The company’s as-reported ROA has fallen from 15% in 2012 to 9% last year. It appears RE/MAX has been unable to capitalize on demand trends in the housing market and is thus seeing deteriorating returns…
However, due to distortions in as-reported accounting – including the treatment of goodwill – this picture of RE/MAX’s performance isn’t accurate. That means the market has missed the mark about the strength of RE/MAX’s returns.
The company’s Uniform ROAs have been at least four times higher than as-reported metrics since 2012. Consider last year… RE/MAX’S Uniform ROA was 69%, compared with the 9% as-reported figure.
The company’s franchising model has been hugely beneficial and has thus led to superior returns. RE/MAX allows its real estate agents to keep around 95% of commissions and instead requires monthly and annual fees. This makes the business model less cyclical. Additionally, RE/MAX has benefitted from expanding agent numbers worldwide.
However, understanding how strong the company’s historical returns have been doesn’t explain if the stock is undervalued or overvalued…
To see if RE/MAX can continue to create value for shareholders, we can use the Embedded Expectations Framework and easily determine market valuations.
The chart below explains the company’s historical corporate performance levels, in terms of ROA (dark blue bars) versus what sell-side analysts think the company is going to do in the next two years (light blue bars) and what the market is pricing in at current valuations (white bars).
As you can see, analysts forecast RE/MAX’s returns to decline modestly from 69% to 60%. On the other hand, the market is pricing in returns to collapse all the way to 14%. This is well below RE/MAX’s returns in any previous year.

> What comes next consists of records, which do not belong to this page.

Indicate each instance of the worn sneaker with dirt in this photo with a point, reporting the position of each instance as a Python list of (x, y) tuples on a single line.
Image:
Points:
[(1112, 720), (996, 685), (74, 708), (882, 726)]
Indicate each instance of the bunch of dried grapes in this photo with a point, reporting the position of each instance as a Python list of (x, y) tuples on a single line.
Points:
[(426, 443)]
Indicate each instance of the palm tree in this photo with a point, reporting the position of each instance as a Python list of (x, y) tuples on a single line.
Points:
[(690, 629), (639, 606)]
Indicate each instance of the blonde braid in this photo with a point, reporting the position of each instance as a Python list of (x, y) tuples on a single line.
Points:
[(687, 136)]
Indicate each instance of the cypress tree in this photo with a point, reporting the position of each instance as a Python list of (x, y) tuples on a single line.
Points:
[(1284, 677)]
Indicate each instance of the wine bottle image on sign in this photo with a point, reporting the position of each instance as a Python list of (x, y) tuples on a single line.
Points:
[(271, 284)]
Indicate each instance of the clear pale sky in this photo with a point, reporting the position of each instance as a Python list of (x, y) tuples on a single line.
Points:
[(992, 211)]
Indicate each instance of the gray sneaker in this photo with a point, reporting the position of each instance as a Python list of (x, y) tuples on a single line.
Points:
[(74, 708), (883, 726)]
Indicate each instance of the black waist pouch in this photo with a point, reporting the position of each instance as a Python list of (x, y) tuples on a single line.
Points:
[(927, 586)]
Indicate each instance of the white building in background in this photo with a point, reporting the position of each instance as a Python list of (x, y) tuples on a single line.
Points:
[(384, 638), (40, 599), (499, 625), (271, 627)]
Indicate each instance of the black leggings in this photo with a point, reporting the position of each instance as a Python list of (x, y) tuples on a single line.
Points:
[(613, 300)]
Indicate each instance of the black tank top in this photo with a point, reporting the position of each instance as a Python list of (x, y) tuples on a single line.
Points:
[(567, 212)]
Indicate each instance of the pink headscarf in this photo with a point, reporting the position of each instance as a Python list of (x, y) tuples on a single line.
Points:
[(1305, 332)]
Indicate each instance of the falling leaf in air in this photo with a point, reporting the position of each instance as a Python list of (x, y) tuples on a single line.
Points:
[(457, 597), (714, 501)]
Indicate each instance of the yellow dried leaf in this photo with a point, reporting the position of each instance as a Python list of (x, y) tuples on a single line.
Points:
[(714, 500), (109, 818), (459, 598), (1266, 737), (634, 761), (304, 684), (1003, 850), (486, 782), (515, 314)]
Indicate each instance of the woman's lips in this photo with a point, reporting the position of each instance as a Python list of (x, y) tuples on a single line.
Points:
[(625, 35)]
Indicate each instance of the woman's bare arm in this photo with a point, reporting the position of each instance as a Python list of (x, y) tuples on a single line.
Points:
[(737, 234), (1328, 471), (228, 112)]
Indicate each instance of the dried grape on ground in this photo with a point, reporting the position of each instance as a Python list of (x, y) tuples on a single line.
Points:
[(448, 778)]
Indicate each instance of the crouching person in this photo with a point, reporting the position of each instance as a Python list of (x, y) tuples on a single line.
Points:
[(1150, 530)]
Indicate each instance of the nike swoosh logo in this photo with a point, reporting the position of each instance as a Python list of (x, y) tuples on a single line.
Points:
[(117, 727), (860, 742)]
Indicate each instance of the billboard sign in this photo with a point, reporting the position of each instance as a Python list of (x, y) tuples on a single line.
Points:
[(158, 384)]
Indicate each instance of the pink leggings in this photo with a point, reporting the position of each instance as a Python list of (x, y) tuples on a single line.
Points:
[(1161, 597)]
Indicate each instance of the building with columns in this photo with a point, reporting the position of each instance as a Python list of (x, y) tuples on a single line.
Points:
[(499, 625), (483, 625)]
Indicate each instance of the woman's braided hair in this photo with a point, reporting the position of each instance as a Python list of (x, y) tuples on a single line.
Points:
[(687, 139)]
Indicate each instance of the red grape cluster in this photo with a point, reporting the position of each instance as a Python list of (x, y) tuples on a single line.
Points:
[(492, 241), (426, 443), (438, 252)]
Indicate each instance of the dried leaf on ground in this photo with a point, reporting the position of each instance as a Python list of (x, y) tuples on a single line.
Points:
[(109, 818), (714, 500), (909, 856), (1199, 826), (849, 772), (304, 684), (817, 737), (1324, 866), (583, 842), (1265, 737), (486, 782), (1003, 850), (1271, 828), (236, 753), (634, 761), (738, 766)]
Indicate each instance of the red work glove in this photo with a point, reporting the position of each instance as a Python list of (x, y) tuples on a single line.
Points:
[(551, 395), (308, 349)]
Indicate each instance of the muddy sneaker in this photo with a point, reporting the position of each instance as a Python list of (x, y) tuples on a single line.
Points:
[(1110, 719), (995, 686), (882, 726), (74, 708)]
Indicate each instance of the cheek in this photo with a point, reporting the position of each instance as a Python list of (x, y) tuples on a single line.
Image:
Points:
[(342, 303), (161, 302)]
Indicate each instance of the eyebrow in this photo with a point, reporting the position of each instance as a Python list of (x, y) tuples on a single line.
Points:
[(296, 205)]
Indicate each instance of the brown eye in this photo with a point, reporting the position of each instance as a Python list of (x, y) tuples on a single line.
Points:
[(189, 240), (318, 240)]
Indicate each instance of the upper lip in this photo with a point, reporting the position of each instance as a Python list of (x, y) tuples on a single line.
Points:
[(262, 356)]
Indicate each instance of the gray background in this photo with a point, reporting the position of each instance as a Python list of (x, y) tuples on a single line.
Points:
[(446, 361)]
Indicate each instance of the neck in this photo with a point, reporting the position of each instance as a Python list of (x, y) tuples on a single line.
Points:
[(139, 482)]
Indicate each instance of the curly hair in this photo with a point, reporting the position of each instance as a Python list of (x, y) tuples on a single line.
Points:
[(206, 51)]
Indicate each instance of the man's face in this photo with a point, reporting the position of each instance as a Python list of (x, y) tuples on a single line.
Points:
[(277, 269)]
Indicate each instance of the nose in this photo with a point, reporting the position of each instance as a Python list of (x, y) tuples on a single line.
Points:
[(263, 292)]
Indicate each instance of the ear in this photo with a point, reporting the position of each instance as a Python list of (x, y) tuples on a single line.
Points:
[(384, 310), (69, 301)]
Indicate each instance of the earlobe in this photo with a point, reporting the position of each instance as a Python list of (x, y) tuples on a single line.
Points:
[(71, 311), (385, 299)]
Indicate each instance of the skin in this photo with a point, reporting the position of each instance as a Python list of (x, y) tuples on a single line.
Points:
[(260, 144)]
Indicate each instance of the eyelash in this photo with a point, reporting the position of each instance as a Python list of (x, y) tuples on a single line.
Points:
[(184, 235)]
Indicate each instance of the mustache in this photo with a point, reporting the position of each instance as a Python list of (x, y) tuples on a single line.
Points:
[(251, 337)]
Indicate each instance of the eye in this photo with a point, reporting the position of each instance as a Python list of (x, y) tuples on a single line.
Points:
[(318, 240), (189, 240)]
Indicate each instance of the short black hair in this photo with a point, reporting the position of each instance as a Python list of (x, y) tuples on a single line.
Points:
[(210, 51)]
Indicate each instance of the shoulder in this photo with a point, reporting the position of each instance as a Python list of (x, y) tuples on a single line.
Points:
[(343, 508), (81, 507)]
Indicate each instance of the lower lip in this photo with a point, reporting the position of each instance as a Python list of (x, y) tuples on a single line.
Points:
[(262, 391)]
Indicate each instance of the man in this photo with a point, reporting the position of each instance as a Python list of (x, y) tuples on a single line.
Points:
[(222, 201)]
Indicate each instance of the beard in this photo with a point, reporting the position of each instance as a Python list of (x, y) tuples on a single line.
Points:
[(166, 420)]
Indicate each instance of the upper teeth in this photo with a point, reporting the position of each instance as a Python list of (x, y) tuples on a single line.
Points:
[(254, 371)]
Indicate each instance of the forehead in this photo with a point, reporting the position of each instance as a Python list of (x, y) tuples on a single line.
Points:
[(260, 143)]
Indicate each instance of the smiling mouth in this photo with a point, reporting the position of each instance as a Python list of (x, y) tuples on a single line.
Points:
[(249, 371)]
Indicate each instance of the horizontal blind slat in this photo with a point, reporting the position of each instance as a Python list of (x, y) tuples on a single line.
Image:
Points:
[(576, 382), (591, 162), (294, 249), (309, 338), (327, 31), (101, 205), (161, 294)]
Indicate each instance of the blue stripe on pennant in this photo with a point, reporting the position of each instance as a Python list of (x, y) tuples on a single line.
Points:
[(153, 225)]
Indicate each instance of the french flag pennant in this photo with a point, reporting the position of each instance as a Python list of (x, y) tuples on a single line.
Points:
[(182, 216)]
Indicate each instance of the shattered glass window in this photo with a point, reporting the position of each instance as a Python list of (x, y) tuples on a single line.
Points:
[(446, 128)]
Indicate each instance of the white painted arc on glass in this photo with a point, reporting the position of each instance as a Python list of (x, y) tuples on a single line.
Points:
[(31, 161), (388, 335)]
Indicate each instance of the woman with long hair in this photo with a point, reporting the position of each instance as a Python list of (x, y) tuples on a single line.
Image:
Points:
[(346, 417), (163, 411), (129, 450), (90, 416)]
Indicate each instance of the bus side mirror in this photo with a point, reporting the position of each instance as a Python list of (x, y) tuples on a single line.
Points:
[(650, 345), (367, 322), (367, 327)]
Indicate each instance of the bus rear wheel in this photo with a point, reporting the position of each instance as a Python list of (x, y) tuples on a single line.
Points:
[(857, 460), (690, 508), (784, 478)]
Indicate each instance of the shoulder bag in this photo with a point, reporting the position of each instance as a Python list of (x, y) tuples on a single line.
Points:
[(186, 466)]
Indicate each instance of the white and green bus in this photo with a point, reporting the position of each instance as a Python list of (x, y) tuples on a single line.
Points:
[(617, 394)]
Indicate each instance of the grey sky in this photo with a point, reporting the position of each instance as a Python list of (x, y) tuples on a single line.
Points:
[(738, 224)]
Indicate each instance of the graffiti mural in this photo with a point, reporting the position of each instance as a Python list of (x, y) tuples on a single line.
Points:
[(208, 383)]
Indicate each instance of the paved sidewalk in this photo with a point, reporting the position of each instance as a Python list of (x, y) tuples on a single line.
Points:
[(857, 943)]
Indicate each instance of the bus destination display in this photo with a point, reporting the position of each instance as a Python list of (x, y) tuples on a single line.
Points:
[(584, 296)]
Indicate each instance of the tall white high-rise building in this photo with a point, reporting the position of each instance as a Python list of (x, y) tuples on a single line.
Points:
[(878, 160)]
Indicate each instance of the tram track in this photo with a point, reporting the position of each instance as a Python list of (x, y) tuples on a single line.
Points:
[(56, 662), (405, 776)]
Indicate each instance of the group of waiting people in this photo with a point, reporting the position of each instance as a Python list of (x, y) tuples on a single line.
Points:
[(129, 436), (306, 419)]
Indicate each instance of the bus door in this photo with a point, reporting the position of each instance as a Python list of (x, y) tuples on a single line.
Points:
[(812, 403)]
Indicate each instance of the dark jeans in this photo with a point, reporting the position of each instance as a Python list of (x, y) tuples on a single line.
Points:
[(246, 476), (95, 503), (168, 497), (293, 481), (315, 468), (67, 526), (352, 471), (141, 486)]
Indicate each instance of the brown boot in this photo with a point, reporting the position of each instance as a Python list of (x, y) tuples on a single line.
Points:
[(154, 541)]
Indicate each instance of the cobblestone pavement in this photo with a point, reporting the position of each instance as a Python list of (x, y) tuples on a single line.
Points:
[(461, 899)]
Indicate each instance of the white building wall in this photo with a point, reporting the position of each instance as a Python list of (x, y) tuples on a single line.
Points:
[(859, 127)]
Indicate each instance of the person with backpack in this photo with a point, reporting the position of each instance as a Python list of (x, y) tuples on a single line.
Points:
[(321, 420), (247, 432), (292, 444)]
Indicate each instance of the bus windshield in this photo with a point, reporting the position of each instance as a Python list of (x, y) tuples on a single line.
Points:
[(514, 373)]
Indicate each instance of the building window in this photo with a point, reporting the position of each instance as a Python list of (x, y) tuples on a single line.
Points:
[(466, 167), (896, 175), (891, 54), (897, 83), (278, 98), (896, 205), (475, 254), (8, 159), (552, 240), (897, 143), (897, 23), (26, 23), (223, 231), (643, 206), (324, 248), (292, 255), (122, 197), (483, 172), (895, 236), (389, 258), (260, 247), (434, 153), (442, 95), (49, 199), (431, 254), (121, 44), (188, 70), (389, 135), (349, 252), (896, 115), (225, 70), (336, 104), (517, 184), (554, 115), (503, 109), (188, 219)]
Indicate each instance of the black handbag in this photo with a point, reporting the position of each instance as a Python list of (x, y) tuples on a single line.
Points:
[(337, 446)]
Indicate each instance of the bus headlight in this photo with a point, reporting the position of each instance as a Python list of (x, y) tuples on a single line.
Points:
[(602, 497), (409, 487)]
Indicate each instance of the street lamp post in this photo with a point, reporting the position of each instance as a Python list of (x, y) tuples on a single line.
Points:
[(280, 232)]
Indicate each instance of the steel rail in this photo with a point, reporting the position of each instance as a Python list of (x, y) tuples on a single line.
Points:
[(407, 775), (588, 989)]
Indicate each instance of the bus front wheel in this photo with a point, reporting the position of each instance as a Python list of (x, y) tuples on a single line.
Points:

If RE/MAX is able to continue expanding its reach through the use of franchising and take advantage of increased demand for homes, these expectations are likely to be too pessimistic. And again, RE/MAX is less cyclical than other brokerages due to the nature of its contracts with agents. This limits the downside risk, as the company maintains much of its fixed fees.
Without Uniform Accounting, investors would miss the company’s strong ROA. They might see RE/MAX as a firm with average, declining returns… and not one with robust profitability that isn’t likely to collapse as the market expects.
If RE/MAX can continue to execute on its franchising strategy and business model, RMAX shares could be primed for upside ahead.